L’ Amour et la Folie (Livre XII – Fable 14)

Il semble bien que cette pièce ait trouvé son inspiration dans une longue allégorie de Louise Labé (Lyon 1524 – Parcieux-en-Dombes 1566). Dans le Débat de Folie et d’Amour par Louize Labé Lyonnoize » (voir « Louise Labé – Œuvres complètes », édition, préface et notes par François Rigolot, GF – Flammarion, n°413, 1986, p. 43-103), la Belle Cordière développe un thème qui sera repris plus tard par le Père Comire dans les « Carmina ». Ce texte contient un poème latin « Dementia Amorem ducens » (1681 puis 1689). Il sera ensuite traité par La Fontaine.
Ce poème sera unanimement loué, tant par Voltaire que par Chamfort. Cette fable ainsi que les suivantes seront publiées, dès 1685 dans des Ouvrages de prose et de poésie des sieurs de Maucroix et de La Fontaine. L’édition de 1685 porte un titre inversé par rapport à celui-ci « La Folie et l’Amour ».

                Tout est mystère dans l’amour,
Ses flèches, son carquois, son flambeau, son enfance :
Ce n’est pas l’ouvrage d’un jour
Que d’épuiser cette science.
Je ne prétends donc point tout expliquer ici :
Mon but est seulement de dire, à ma manière,
Comment l’aveugle que voici
(C’est un dieu), comment, dis-je, il perdit la lumière,
Quelle suite eut ce mal, qui peut-être est un bien ;
J’en fais juge un amant, et ne décide rien.La Folie et l’Amour jouaient un jour ensemble :
Celui-ci n’était pas encor privé des yeux.
Une dispute vint : l’Amour veut qu’on assemble
Là-dessus le conseil des dieux ;
L’autre n’eut pas la patience ;
Elle lui donne un coup si furieux,
Qu’il en perd la clarté des cieux.
Vénus en demande vengeance.
Femme et mère, il suffit pour juger de ses cris :
Les dieux en furent étourdis,
Et Jupiter, et Némésis,
Et les juges d’enfer, enfin toute la bande.
Elle représenta l’énormité du cas :
Son fils, sans un bâton, ne pouvait faire un pas :
Nulle peine n’était pour ce crime assez grande :
Le dommage devait être aussi réparé.
Quand on eut bien considéré
L’intérêt du public, celui de la partie,
Le résultat enfin de la suprême cour
Fut de condamner la Folie
A servir de guide à l’Amour.

Son enfance: Le fait qu’il soit un enfant.
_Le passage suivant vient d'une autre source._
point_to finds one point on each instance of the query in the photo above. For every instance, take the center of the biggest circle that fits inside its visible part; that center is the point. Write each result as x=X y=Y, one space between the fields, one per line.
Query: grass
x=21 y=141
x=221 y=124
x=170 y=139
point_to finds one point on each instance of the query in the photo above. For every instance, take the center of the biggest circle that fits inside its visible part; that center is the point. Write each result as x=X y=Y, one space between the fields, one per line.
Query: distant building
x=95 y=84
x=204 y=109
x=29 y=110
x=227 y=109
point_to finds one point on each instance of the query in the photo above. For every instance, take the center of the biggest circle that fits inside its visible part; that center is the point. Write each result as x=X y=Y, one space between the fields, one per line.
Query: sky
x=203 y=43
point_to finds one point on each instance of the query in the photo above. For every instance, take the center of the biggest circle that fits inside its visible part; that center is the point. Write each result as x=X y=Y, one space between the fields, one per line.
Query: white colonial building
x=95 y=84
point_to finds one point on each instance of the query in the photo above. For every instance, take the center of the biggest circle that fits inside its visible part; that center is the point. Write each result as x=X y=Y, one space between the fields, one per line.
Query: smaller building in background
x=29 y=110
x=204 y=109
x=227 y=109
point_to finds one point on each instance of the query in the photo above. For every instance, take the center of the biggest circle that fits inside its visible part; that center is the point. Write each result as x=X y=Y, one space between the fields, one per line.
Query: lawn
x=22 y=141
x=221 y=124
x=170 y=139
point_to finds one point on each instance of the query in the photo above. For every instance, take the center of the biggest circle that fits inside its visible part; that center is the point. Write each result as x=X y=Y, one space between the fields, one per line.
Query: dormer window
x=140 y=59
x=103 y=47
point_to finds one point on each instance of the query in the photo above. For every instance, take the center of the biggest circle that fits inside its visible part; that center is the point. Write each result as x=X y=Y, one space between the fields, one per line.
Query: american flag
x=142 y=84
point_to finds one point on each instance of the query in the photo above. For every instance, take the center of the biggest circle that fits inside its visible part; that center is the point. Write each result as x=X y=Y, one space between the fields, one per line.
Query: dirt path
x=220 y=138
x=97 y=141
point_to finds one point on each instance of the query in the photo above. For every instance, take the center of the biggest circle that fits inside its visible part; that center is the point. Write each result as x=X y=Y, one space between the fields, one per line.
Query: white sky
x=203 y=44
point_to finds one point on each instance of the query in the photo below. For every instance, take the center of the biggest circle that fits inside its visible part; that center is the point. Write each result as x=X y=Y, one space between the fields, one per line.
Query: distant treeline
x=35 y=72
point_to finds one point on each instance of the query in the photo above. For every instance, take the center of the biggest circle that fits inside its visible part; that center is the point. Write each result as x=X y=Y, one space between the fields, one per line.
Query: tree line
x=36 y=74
On représente souvent l’Amour sous les traits d’un enfants aux yeux bandés. Il porte des ailes au dos et est armé d’un carquois et de flèches.Vénus en demande vengeance: « Estant la plusafligee mere du monde, je ne puis parler, que comme les afligees. […] Je vous demande justice et vengeance de la plus malheureuse femme qui fust jamais, qui m’a mis mon fils Cupidon en tel ordre que voyez. » (op cit., p. 59).

Némésis: Dans la mythologie grecque : Fille de la nuit, elle est chargée de la vengeance des dieux.

Les juges d’enfer: Eaque, Minos et Rhadamante étaient les trois juges chargés de juger les morts aux Enfers. Elle représenta l’énormité du cas: Dans le texte de Louise Labé, Apollon prend le parti de Vénus tandis que Mercure plaide pour la Folie.

Celui de la partie: Terme juridique. Selon Furetière : « se dit de tous les plaideurs ».

Le résultat: Au sens juridique : « la décision ».